Various countries have tried different models of urban administration and planning. Replication of their strategies as is in India would be a mistake, but they provide useful lessons, like in Germany’s Stadtumbau, where municipalities buy vacant land to control development via urban restructuring or redevelopment, though this is more commonly used in the context of managing urban shrinkage and population decline. Brazil’s City Statute, Estatuto da Cidade, mandates inclusive master plans to create a new legal-urban order for land access and equity in large urban cities, the idea of the “Right to the City”. And Tokyo is a good global model — its governor even leads long-term climate resilience planning.
The way out requires a clear-eyed, multi-pronged strategy that is both radical and practical.
First, we need to fix governance. This begins with implementing the 74th Amendment in letter and spirit. Article 243W must be enforced, transferring functions like urban planning and zoning to municipalities. Overlapping agencies, such as BDA in Bengaluru and MMRDA in Mumbai, must be replaced with empowered Metropolitan Planning Committees, as originally mandated. We must also depoliticise essential services by creating independent regulators for water and transit, much like Delhi’s DERC for electricity.
Second, we need to grant financial independence. Municipalities cannot be beggars at the state’s door. Kerala’s People’s Plan Campaign in 1996 showed the way, devolving 40% of state funds to local bodies. This can be replicated and enhanced through robust property tax reforms using GIS mapping, rational user charges for water and waste, and innovative municipal bonds, following Ahmedabad’s successful example.
Third, we need to build technical capacity. Most municipalities lack planners and data systems. The solution lies in creating a dedicated ‘Urban Management Cadre’ for cities, appointing ‘Chief Resilience Officers’ to lead climate adaptation, and adopting digital governance—from unified GIS platforms to AI for optimising traffic and waste collection.
Fourth, planning has to become participatory and scientific. Outdated, opaque master plans must give way to a new era of inclusion. Area Sabhas, as envisioned in the Amendment, can empower ward committees to approve local projects.
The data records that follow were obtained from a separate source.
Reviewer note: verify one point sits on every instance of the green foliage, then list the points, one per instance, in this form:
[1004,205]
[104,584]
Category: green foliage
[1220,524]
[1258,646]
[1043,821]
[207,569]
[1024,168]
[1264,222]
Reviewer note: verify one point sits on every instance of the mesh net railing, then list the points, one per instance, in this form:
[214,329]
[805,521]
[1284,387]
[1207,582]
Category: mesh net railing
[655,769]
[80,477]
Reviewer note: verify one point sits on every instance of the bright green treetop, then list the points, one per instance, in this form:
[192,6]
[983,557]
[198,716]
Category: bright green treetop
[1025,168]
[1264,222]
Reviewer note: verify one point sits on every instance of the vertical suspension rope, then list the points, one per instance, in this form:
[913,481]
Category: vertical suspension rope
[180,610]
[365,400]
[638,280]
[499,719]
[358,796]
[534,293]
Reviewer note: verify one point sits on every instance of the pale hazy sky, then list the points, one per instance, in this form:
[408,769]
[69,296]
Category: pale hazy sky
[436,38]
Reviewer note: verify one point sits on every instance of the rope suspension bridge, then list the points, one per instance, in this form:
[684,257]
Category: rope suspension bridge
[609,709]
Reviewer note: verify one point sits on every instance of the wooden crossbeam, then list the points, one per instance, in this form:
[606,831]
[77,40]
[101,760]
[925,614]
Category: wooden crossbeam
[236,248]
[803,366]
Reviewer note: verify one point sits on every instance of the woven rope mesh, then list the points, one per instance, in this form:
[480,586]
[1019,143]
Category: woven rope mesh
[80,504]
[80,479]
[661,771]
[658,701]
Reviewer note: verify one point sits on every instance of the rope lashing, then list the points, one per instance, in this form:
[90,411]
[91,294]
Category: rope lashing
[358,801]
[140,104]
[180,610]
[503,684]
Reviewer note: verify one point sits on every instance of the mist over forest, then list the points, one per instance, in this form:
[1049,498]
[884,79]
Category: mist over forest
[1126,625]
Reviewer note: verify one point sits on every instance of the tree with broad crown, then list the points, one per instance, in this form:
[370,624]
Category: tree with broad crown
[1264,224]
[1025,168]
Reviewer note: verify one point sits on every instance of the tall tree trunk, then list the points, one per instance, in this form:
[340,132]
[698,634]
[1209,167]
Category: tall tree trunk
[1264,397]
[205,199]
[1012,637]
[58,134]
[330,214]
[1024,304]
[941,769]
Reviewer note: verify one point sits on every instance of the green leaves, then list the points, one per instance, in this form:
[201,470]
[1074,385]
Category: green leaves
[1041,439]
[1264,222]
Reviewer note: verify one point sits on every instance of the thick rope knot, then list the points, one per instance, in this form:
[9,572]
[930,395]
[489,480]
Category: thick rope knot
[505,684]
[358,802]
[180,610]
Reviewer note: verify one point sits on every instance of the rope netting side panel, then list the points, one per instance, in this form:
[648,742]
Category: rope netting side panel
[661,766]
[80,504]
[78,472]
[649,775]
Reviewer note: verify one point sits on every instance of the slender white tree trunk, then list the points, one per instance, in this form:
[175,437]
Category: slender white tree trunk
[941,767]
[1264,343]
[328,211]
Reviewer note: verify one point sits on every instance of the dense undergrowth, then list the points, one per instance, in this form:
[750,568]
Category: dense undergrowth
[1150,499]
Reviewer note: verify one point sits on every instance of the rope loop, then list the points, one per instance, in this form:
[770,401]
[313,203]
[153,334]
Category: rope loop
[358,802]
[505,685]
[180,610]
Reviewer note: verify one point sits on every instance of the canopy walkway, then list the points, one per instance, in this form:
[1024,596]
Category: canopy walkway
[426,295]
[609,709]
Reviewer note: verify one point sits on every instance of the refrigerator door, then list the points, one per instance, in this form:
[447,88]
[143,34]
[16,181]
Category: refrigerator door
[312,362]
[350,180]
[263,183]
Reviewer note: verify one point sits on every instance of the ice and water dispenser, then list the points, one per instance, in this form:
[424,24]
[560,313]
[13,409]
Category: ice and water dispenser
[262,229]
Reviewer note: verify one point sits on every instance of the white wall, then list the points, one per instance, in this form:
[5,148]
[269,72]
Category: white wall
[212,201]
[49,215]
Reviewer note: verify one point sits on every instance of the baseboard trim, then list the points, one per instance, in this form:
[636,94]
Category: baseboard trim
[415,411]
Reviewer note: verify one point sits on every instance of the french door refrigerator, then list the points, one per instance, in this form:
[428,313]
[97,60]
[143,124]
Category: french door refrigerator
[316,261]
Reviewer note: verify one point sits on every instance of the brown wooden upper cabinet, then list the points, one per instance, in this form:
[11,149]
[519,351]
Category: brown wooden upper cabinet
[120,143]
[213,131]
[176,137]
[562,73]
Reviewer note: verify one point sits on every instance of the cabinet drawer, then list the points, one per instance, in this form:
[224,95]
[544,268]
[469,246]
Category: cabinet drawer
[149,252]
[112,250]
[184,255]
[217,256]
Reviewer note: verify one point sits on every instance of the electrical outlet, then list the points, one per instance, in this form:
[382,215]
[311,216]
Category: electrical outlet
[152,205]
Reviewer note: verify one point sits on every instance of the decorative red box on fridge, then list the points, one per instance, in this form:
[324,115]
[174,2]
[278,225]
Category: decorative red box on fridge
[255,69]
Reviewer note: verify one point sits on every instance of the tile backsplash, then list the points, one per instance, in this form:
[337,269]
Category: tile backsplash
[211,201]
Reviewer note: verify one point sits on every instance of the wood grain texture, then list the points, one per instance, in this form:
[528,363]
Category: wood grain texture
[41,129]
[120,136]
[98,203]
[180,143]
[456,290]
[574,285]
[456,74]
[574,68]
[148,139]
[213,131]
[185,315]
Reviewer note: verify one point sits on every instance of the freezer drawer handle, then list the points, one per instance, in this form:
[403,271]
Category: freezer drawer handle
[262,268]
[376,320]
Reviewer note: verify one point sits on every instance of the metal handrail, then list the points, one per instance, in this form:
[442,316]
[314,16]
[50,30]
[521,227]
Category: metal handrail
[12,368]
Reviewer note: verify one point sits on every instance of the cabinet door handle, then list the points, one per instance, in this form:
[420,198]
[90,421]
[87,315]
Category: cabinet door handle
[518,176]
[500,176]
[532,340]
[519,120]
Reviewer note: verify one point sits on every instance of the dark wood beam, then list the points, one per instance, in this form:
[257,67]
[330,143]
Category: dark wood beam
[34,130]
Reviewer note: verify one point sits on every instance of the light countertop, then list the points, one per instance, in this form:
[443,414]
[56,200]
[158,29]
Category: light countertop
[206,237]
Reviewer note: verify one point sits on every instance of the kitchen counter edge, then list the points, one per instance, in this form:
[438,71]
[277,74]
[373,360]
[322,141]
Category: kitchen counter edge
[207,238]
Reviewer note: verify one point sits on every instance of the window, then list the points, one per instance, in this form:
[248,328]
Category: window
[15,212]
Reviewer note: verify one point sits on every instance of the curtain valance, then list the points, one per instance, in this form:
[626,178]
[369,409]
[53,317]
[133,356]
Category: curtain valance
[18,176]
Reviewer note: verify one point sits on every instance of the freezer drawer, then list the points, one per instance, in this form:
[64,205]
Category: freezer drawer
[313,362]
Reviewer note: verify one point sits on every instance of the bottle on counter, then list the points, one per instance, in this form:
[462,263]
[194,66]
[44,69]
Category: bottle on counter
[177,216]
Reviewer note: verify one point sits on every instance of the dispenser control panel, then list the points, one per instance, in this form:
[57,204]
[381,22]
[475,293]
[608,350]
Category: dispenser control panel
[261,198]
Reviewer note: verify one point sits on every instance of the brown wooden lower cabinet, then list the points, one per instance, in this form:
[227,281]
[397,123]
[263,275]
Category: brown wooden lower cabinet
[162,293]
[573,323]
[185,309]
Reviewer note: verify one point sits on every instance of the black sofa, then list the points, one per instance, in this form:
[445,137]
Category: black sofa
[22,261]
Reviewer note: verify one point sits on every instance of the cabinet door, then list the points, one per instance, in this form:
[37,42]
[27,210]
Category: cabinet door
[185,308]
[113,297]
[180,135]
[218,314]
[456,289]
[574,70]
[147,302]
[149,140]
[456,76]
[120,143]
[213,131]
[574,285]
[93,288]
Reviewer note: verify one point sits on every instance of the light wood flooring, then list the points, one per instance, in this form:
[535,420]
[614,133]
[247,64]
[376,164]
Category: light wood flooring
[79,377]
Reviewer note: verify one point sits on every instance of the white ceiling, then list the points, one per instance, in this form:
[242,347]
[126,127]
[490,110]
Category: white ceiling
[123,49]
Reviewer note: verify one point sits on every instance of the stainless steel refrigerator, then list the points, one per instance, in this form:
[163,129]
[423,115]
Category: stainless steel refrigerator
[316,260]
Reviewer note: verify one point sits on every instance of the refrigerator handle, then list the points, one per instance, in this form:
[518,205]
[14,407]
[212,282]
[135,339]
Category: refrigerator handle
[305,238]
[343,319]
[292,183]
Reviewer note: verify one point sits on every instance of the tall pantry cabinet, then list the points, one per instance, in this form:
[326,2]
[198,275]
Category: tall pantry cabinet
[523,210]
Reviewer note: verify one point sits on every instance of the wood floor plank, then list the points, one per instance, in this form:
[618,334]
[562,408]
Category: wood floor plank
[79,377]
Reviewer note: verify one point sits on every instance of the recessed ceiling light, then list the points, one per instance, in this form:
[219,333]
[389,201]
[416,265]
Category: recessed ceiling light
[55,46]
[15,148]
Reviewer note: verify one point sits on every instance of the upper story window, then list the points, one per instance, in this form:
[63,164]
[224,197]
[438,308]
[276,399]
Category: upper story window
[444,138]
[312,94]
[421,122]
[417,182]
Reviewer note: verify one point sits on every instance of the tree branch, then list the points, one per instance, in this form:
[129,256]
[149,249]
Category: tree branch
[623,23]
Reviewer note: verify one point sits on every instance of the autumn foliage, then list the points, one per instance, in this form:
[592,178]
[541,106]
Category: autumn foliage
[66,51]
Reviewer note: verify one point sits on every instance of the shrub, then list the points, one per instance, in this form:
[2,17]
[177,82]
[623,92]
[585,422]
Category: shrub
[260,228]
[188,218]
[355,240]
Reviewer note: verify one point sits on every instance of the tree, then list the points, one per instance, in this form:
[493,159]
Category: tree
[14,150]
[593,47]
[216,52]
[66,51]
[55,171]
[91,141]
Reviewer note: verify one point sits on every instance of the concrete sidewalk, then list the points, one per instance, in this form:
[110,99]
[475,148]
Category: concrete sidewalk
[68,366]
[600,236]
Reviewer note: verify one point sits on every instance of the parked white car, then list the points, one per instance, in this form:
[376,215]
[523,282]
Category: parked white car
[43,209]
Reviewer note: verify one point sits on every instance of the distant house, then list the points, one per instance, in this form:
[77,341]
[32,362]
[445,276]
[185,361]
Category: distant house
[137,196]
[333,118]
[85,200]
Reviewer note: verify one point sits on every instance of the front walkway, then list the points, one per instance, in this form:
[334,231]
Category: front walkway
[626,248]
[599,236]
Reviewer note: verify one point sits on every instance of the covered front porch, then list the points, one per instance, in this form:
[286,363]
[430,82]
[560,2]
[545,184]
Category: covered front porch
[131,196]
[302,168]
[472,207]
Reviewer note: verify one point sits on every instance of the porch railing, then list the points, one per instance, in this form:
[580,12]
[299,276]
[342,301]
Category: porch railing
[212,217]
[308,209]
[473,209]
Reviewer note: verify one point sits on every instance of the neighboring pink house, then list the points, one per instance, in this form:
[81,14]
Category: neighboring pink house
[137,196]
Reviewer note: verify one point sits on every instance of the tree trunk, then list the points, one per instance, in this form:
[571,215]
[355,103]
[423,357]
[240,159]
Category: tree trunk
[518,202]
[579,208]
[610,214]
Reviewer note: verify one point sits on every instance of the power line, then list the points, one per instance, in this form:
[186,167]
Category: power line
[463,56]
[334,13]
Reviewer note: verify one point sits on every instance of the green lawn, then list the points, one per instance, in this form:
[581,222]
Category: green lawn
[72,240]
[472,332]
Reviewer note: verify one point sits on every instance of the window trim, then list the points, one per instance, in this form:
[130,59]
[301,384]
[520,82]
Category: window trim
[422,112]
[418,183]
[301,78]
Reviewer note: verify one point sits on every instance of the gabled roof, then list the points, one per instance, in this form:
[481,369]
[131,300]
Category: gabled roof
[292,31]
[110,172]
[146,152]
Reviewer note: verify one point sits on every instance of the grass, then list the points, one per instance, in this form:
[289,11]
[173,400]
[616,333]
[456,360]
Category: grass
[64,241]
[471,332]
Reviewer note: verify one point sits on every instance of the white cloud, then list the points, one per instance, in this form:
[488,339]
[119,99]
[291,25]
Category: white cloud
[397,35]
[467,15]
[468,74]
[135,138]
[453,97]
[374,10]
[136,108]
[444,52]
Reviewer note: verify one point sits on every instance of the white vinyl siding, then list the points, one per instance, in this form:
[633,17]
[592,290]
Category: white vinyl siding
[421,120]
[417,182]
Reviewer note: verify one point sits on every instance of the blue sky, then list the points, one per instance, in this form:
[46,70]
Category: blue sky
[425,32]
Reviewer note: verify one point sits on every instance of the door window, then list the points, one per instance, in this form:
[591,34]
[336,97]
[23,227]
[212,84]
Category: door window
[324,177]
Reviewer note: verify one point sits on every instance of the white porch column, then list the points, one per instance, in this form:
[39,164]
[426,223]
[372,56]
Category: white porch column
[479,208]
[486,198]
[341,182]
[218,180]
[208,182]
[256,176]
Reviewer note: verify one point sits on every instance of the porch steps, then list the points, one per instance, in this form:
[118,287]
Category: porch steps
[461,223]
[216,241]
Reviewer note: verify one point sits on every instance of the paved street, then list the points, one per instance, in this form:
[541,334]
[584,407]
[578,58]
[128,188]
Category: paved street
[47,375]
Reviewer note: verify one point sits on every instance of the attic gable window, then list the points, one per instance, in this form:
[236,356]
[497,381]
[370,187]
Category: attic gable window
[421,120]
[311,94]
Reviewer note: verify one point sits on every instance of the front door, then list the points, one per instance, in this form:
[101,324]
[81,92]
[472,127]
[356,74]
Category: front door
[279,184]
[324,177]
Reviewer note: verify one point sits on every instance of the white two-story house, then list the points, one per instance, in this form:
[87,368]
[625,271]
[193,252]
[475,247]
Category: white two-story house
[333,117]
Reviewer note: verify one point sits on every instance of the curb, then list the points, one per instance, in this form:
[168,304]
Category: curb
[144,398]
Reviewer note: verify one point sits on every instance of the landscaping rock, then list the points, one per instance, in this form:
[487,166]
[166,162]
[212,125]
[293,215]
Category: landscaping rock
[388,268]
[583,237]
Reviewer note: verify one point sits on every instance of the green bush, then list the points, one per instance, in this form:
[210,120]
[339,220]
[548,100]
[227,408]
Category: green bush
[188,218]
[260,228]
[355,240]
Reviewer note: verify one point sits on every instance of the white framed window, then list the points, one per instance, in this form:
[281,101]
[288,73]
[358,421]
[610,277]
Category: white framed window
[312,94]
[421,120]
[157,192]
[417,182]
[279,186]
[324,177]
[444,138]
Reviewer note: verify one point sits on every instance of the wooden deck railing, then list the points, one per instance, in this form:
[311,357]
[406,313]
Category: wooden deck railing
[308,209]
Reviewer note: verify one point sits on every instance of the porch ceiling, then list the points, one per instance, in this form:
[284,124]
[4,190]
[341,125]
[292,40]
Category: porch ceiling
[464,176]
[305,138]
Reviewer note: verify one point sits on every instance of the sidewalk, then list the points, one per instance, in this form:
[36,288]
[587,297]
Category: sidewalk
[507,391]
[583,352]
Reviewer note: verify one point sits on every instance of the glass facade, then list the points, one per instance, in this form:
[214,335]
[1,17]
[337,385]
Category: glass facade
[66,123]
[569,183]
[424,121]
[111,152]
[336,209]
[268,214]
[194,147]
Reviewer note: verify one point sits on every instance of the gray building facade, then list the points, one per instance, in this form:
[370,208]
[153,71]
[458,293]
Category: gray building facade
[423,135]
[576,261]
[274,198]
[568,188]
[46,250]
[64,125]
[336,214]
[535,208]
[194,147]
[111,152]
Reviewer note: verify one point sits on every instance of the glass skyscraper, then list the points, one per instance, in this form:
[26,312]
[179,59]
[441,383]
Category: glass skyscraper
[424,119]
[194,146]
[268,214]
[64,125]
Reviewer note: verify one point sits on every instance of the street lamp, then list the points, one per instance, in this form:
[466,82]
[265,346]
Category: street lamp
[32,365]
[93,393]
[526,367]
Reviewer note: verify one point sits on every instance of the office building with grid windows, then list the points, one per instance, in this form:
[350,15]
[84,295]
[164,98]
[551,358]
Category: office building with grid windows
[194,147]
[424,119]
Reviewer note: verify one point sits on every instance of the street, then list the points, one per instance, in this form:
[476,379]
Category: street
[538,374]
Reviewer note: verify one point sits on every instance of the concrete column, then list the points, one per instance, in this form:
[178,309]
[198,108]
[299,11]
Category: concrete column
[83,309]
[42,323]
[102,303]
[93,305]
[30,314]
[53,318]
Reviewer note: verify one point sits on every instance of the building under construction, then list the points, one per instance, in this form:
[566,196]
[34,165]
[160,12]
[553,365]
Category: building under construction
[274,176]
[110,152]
Third-party audits of plans, incremental zoning to legalise mixed-use development, and citizen involvement, as seen in Patna’s flood-mapping exercise, are all key to creating cities that work for people.
Fifth, we need to think regionally. Cities bleed beyond municipal boundaries. Statutory MPCs with real power over transport and environment, and inter-city treaties for water and waste management, are essential to manage this growth cohesively and stop the chaos exemplified by Bengaluru’s fractured governance.
Sixth, green the cities! This does not even need elaboration.
Finally, we must get tough on violations. The constant regularisation of illegal constructions for votes has bred a culture of impunity. This requires not just fines but strict penalties for violators, alongside total transparency in land records using technologies like blockchain.
This is not a mere technical challenge but a political one. It requires the genuine devolution of powers and finances. As one of the foremost thinkers on urban architecture and design, Nikos Salingeros, reminds us, a city’s health lies in its “organised complexity” — the myriad interconnected elements that create a vibrant, functional ecosystem. This complexity cannot be managed from a distant state capital.
The 74th Amendment provided the blueprint. Thirty years on, it is finally time to build.